# A boy and his dog agility video (if you just love dogs you need to watch)



## Crocky (Aug 16, 2013)

http://www.dogheirs.com/tamara/post...ing-competition-at-paragility-world-cup-video


----------



## MaggieRoseLee (Aug 17, 2001)

This is an AMAZING video. Makes me cry... happy cry!


----------



## bill (Nov 8, 2013)

MaggieRoseLee said:


> This is an AMAZING video. Makes me cry... happy cry!

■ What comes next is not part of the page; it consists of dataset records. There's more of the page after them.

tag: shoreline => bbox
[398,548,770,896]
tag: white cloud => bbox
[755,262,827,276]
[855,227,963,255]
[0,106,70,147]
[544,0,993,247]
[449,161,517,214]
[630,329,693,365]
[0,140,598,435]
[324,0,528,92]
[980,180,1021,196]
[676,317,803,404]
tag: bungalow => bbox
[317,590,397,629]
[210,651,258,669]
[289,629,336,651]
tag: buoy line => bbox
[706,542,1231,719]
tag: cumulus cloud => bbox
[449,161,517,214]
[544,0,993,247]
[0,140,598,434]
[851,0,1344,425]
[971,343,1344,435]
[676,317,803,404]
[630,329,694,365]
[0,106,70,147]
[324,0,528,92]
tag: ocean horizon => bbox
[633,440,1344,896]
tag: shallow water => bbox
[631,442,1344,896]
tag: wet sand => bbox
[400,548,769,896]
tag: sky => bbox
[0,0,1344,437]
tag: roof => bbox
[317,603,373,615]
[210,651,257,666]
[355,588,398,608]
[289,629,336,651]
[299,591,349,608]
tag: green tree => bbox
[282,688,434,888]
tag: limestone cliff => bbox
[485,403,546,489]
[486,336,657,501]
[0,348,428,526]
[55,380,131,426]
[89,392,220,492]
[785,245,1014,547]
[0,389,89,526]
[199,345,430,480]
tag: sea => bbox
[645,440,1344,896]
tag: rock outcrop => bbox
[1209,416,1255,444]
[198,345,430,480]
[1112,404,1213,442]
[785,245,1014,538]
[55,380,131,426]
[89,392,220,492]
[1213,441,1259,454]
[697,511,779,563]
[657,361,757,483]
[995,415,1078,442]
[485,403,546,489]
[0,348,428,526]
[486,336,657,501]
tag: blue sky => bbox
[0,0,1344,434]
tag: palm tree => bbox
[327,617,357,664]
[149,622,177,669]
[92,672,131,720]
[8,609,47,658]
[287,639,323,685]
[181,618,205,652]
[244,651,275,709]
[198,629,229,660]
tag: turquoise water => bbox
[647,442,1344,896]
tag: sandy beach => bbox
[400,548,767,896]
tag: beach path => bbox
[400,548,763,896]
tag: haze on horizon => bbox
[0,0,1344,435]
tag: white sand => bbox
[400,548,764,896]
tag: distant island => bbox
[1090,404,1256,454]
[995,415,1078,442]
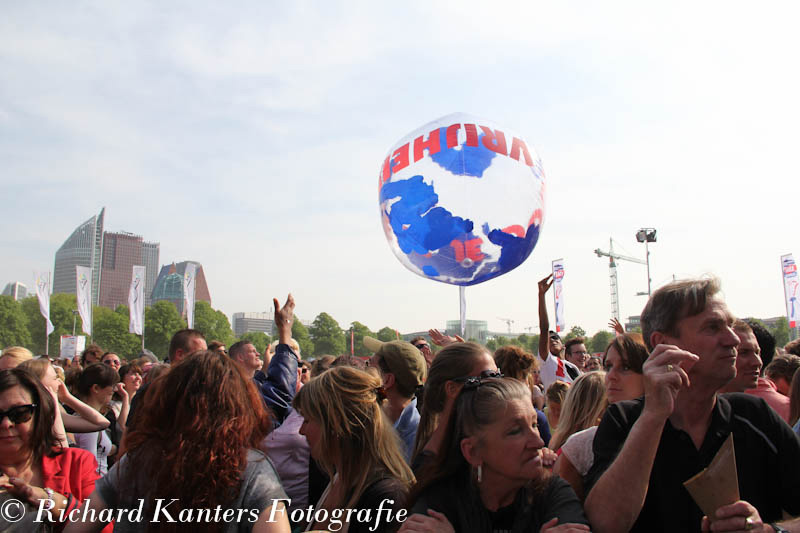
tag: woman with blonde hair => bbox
[19,357,110,447]
[550,371,608,451]
[294,366,414,533]
[553,333,648,500]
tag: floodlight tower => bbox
[636,228,656,298]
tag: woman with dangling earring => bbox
[400,377,589,533]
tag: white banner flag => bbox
[128,266,147,335]
[183,263,197,328]
[61,335,86,361]
[781,254,800,328]
[33,272,56,335]
[75,266,92,336]
[552,259,567,335]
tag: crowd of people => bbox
[0,276,800,533]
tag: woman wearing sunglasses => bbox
[0,369,98,531]
[411,342,500,472]
[400,377,589,533]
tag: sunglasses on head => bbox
[0,403,36,424]
[453,370,503,389]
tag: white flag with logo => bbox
[33,272,56,335]
[552,259,567,335]
[75,266,92,336]
[781,254,800,328]
[183,263,197,328]
[128,266,147,335]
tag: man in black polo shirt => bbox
[585,279,800,533]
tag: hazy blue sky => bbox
[0,0,800,332]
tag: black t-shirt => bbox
[489,505,515,533]
[411,471,589,533]
[584,393,800,533]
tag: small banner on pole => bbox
[128,266,147,335]
[552,259,567,335]
[781,254,800,328]
[75,266,92,336]
[183,263,197,328]
[34,272,56,335]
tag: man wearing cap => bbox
[364,337,428,462]
[539,274,580,390]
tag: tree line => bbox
[0,294,790,359]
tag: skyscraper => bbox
[100,231,159,309]
[53,207,159,309]
[152,261,211,316]
[53,207,106,305]
[3,281,28,300]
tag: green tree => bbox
[238,331,272,353]
[347,321,375,357]
[564,326,586,342]
[292,316,314,357]
[194,300,236,346]
[308,312,345,356]
[589,329,614,352]
[22,293,78,356]
[92,306,142,359]
[144,300,186,359]
[377,326,397,342]
[769,316,789,348]
[0,296,32,348]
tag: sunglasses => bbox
[0,403,36,424]
[452,370,503,389]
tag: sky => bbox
[0,0,800,334]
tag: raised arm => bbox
[255,294,300,423]
[584,344,697,533]
[539,274,553,361]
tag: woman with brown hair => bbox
[411,342,500,466]
[553,333,648,500]
[19,357,110,447]
[0,368,97,531]
[294,366,414,533]
[67,351,289,533]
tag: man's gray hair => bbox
[641,277,721,350]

Me to !I am 53 year old ex military hung ho airborne alpha male. Dogs. Are gods gift to man! If you can't love this I don't know! Dog backwards= god=love.Bill

Sent from Petguide.com Free App


----------



## Crocky (Aug 16, 2013)

I thought it was pretty amazing too!


----------



## MaggieRoseLee (Aug 17, 2001)

Fixed (i messed up the video but should work now)


----------



## ken k (Apr 3, 2006)

link doesn't work


----------



## MaggieRoseLee (Aug 17, 2001)

ken k said:


> link doesn't work


Think it's fixed now, thanks


----------



## holland (Jan 11, 2009)

That was amazing


----------



## ken k (Apr 3, 2006)

excellent video, and an incredible set of parents


----------



## blackshep (Aug 3, 2012)

I saw that, it made me cry! Amazing.


----------



## MaggieRoseLee (Aug 17, 2001)

blackshep said:


> I saw that, it made me cry! Amazing.


Me too, really shows how amazing dogs can be in our lives.


----------



## lafalce (Jan 16, 2001)

MaggieRoseLee said:


> This is an AMAZING video. Makes me cry... happy cry!


 
Same here. Brought tears to my eyes.


----------